For the fastest experience, 8080 provides a CLI and SDK for easily deploying applications to our mix-compute cloud of inference and general compute infrastructure. This is an ideal solution for any application requiring a chain of prompts, mult-step agentic workflows, retrieval-based use cases, and much more. Co-locating your application’s business logic alongside the 8080 Inference API enables the lowest possible end-to-end latencies for your LLM needs.

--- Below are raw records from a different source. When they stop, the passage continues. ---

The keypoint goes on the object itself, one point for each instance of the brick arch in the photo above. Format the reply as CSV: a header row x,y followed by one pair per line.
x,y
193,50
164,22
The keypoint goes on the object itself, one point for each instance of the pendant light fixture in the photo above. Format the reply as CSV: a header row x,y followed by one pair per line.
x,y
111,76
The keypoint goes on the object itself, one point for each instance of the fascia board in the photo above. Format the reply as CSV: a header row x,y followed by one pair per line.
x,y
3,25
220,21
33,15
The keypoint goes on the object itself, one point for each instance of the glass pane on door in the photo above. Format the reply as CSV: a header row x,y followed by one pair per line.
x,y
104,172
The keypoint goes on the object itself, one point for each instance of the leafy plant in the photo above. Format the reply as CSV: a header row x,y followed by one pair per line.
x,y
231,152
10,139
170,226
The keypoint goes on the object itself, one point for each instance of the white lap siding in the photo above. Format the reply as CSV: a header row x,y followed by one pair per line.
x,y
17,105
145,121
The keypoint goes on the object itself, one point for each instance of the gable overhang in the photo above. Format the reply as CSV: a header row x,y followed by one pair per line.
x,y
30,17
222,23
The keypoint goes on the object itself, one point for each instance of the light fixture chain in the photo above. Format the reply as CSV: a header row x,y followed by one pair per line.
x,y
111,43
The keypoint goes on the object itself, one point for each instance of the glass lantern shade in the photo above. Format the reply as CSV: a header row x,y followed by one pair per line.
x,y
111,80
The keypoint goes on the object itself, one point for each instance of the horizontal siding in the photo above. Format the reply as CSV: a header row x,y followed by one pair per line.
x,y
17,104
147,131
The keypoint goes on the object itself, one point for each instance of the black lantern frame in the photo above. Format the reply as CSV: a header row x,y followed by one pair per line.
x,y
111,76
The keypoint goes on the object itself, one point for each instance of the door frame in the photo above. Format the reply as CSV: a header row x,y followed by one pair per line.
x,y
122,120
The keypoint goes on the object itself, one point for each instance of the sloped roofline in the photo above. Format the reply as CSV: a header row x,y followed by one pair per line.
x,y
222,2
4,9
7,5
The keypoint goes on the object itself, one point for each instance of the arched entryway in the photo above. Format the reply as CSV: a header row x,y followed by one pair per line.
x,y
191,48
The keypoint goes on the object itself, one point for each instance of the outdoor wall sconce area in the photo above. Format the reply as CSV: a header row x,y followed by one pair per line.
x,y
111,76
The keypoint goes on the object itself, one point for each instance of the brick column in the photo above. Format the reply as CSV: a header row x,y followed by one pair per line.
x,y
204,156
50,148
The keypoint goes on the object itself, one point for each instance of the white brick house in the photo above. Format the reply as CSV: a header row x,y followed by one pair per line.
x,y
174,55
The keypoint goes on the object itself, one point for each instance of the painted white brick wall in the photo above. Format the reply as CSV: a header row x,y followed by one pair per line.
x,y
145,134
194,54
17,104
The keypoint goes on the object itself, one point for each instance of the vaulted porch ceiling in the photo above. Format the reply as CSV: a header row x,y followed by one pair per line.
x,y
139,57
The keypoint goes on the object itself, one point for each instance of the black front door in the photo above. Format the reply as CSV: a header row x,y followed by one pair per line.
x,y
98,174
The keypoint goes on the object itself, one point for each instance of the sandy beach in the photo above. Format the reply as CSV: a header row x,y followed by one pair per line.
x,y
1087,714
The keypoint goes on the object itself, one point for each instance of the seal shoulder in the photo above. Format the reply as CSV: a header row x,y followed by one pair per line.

This guide will walk you through the process of getting started with deploying your first project, an example of a simple chat wrapper application.

First you’ll need to have the 8080 CLI installed and authenticated. In order to successfully deploy your code, you’ll also need to have Docker installed on your system.

Next step is to initialize a project:

# first create a new directory and cd into it
mkdir chat && cd chat
# run the 8080 init to create project files
8080 init

You should now see some files created by the script to help you get started, but let’s direct our attention to the main.py file.

from e80_sdk import Eighty80, eighty80_app
from fastapi import Request
app = eighty80_app()
# Get an OpenAI SDK-compatible object to talk to the 8080 API
api = Eighty80().completion_sdk()
@app.post("/v1/chat/completions")
async def completions(request: Request):
body = await request.json()
return api.chat.completions.create(**body)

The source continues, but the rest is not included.